Aturan Hukum Mengenai Hibah Tanah

Aturan Hukum mengenai Hibah Atas Tanah : Bagian 1

Dasar Hukum

  1. Pasal 26 UU No 5 Tahun 1960
  2. Pasal 37 Peraturan Pemerintah No. 24 Tahun 1997
  3. Pasal 112 Peraturan Menteri Negara Agraria/ Kepala Badan Pertanahan Nasional Nomor 3 Tahun 1997
  4.  Pasal 1666-1693 KUH Perdata

Dengan merujuk kepada ketentuan dalam Pasal 26 UU No 5 Tahun 1960, Hibah merupakan salah satu alas hak untuk memindahkan kepemilikan hak milik.
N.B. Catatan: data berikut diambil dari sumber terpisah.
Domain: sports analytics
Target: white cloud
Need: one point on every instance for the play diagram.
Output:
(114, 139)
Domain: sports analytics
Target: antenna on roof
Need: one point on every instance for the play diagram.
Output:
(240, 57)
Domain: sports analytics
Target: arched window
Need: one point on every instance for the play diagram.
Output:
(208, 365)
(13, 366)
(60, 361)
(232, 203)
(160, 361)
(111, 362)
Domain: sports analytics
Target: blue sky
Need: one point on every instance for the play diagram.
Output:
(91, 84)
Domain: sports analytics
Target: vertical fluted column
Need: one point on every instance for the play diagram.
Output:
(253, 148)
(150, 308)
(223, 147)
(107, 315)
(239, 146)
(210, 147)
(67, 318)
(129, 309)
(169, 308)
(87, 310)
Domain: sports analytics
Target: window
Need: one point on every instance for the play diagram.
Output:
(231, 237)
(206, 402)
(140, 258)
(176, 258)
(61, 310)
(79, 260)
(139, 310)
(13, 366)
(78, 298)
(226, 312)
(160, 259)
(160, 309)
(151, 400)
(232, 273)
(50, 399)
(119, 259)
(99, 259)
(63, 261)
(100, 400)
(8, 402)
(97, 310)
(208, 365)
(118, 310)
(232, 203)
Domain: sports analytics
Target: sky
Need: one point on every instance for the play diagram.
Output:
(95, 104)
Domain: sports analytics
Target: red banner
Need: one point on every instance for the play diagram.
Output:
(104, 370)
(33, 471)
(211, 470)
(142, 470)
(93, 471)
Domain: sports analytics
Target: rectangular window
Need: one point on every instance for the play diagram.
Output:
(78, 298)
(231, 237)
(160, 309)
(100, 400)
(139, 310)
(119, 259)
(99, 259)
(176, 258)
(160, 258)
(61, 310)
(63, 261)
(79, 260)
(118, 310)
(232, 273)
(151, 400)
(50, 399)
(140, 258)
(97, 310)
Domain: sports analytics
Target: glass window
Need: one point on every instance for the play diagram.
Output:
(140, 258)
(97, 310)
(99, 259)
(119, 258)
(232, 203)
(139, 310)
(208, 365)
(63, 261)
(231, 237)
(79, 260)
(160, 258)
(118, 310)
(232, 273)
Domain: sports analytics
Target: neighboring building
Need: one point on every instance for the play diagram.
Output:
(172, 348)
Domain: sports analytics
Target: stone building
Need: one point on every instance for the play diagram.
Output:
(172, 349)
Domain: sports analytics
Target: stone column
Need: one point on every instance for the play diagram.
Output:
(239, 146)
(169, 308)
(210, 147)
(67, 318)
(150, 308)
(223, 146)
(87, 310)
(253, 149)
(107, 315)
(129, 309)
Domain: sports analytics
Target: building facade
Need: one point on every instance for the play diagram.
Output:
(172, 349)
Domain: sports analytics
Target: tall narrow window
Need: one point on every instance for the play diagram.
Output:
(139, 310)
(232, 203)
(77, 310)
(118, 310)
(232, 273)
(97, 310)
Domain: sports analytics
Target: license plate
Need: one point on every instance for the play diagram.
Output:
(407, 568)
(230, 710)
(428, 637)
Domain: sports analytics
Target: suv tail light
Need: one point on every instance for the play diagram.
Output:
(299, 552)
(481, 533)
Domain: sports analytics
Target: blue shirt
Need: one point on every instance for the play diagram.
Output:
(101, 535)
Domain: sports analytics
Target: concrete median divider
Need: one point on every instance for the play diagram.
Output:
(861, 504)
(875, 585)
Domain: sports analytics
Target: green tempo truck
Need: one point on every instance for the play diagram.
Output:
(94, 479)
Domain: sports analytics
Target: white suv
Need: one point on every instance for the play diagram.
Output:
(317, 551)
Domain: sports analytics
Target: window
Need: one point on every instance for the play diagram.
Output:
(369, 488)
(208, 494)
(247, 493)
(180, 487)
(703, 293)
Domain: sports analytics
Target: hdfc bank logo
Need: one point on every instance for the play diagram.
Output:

Lebih lanjut pengaturannya sebagaimana dimuat dalam Pasal 37 Peraturan Pemerintah No. 24 Tahun 1997 jo pasal Pasal 112 Peraturan Menteri Negara Agraria/ Kepala Badan Pertanahan Nasional Nomor 3 Tahun 1997.

Pasal 37 Peraturan Pemerintah No. 24 Tahun 1997: Peralihan hak atas tanah dan hak milik atas satuan rumah susun melalui jual beli, tukar menukar, hibah, pemasukan dalam perusahaan dan perbuatan hukum pemindahan hak lainnya, kecuali pemindahan hak melalui lelang hanya dapat didaftarkan jika dibuktikan dengan akta yang dibuat oleh PPAT yang berwenang menurut ketentuan peraturan perundang-undangan yang berlaku.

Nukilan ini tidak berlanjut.